The Transformer architecture (2017) replaced sequential models like RNNs with a mechanism called self-attention. Instead of reading text one word at a time, transformers look at all words in parallel and learn which words are most relevant to each other. This is the foundation of BERT, GPT, and every modern large language model.

Attention is all you need

The original transformer paper title became a meme in AI. The key insight: let the model decide which parts of the input to focus on, rather than processing everything in fixed order.
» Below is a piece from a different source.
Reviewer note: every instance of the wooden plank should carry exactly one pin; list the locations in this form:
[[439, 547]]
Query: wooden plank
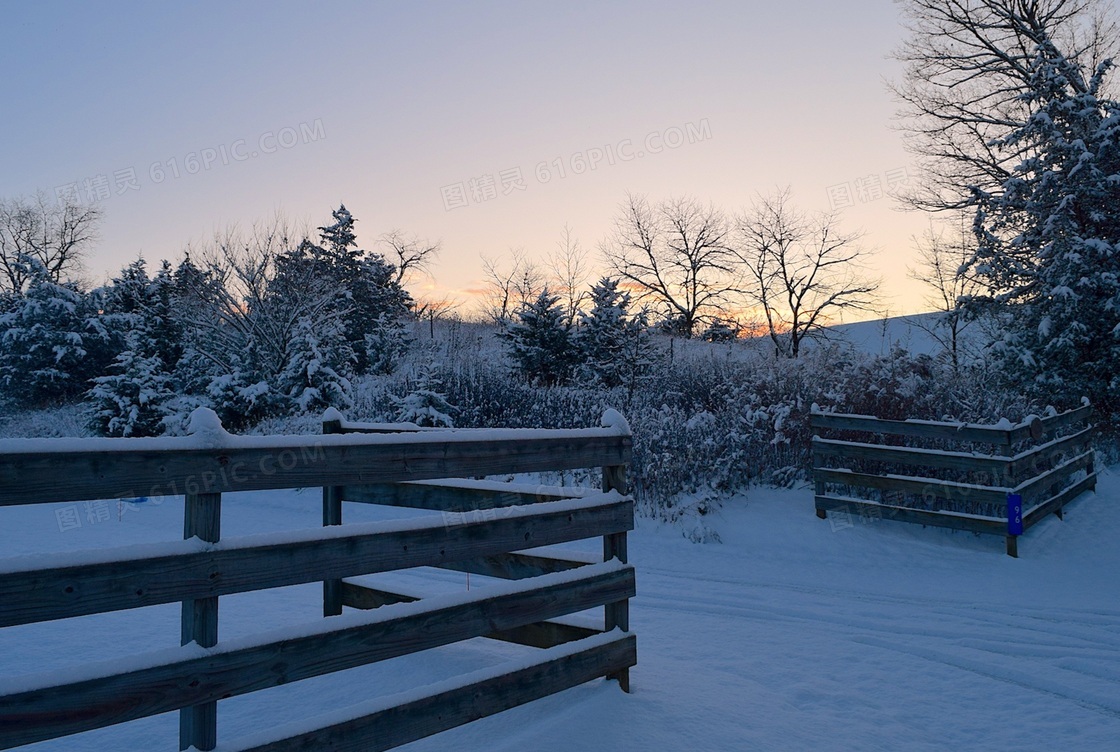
[[514, 566], [1036, 486], [68, 708], [942, 430], [73, 591], [106, 473], [921, 486], [390, 727], [1036, 461], [920, 516], [901, 455], [447, 498], [614, 547], [539, 634], [202, 518], [1058, 501]]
Named Entity Recognition (NER)

NER identifies and classifies key entities in text — people, organizations, locations, dates, and more. It is essential for information extraction pipelines.

python
from transformers import pipeline

ner = pipeline("ner", grouped_entities=True)
result = ner("Elon Musk founded SpaceX in Hawthorne, California.")
for entity in result:
    print(f"{entity['word']:20s} {entity['entity_group']:10s} {entity['score']:.2f}")
# Elon Musk            PER        0.99
# SpaceX               ORG        0.99
# Hawthorne, California LOC       0.98
NER with a pretrained transformer.

Text generation

Generative language models predict the next token given the preceding context. This simple principle, scaled to billions of parameters, produces remarkably coherent text.

python
from transformers import pipeline

generator = pipeline("text-generation", model="gpt2")
output = generator("The future of AI is", max_length=40, num_return_sequences=1)
print(output[0]['generated_text'])
Text generation with Hugging Face.

Hallucinations

Language models can generate plausible-sounding but factually incorrect text. Always verify generated content, especially for high-stakes applications.